Ahmed Masoud, a Palestinian playwright based in the UK, has been found to be in breach of data protection regulations following a stunt earlier this year. He had advertised that a play called “Obliterated” would be performed at Amnesty International’s headquarters on 9 August 2019, starring the actress Maxine Peake, with free tickets through Eventbrite.
However, there never was a play, and the personal information of over 2,500 people who had registered to see the play was misused to send out propaganda on behalf of Masoud and Peake, complaining about a theatre in Gaza that had been bombed by Israel earlier that year. According to Israel, the building was used by Hamas’s interior security unit.
Some of those who had booked tickets through Eventbrite were concerned that Masoud and Amnesty International now had their persona data. UKLFI advised them to complain to the Information Commissioner’s Office (ICO) about the misuse of their personal data in flagrant breach of the Data Protection legislation. Ambrosine Chetrit followed this up and the ICO has now found that Mr Masoud failed to comply with his data protection obligations.

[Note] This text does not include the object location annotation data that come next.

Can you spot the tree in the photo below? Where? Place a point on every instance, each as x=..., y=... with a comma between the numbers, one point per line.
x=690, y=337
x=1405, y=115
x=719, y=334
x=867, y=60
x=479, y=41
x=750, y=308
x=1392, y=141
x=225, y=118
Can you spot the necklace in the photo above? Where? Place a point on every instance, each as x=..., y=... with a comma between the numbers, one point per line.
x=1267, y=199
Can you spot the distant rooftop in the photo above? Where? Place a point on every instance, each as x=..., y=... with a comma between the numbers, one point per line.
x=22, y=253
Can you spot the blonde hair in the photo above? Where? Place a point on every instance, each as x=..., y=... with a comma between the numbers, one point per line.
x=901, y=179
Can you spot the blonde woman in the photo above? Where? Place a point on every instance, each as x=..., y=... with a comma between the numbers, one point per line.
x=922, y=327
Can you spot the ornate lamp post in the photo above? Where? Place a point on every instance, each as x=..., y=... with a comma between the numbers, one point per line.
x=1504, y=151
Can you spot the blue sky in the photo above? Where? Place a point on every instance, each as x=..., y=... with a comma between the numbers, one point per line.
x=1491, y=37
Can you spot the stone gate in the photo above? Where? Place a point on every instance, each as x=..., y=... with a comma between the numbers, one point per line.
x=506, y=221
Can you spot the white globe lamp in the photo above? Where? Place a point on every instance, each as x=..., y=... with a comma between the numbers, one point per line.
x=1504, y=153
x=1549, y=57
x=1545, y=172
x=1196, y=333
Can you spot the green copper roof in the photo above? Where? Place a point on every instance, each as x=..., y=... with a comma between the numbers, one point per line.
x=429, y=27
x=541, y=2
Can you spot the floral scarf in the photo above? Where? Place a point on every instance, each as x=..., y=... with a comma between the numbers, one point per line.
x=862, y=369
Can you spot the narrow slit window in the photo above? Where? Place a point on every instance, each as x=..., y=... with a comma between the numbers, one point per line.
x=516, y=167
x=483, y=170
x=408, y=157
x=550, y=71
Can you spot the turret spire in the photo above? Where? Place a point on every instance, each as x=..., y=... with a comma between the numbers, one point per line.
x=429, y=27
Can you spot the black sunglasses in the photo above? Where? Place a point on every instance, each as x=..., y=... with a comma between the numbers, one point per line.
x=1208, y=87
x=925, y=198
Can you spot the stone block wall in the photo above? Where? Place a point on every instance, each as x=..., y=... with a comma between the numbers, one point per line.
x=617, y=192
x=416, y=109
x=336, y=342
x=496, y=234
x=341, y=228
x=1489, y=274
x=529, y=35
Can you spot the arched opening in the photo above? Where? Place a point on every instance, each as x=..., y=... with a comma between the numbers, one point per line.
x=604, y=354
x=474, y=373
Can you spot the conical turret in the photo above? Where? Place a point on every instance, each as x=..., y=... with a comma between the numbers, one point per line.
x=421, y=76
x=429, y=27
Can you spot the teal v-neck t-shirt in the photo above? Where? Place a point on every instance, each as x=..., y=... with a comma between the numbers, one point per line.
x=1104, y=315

Article 5 of the General Data Protection Regulation sets out key principles regarding the processing of personal data, which mean that data controllers must be clear with individuals about how their personal data will be used and then ensure that they do not then process it in ways those individuals would not reasonably expect.
In addition, the Privacy and Electronic Communications Regulations set out specific requirements regarding electronic direct marketing, including by email. Consent is normally required to send direct marketing to an individual.
The ICO noted that people had provided their personal data, including their email addresses, in order to obtain tickets to the play. This personal data was then used for a different purpose, in that direct marketing promoting a political campaign was sent to people’s email addresses via Eventbrite without their consent.
The ICO informed Mr Masoud of its view of this complaint and provided him with further guidance to aid compliance in any future or other ongoing projects. A record of the case will be kept on file to help inform the ICO’s view of the way Mr Masoud processes personal data. The ICO considered that further action is not necessary at this stage since Mr Masoud no longer has access to the personal data – the event page has been closed and all data has been deleted by Eventbrite.
The ICO also concluded that Amnesty International was not the data controller, hence not itself in breach of the legislation.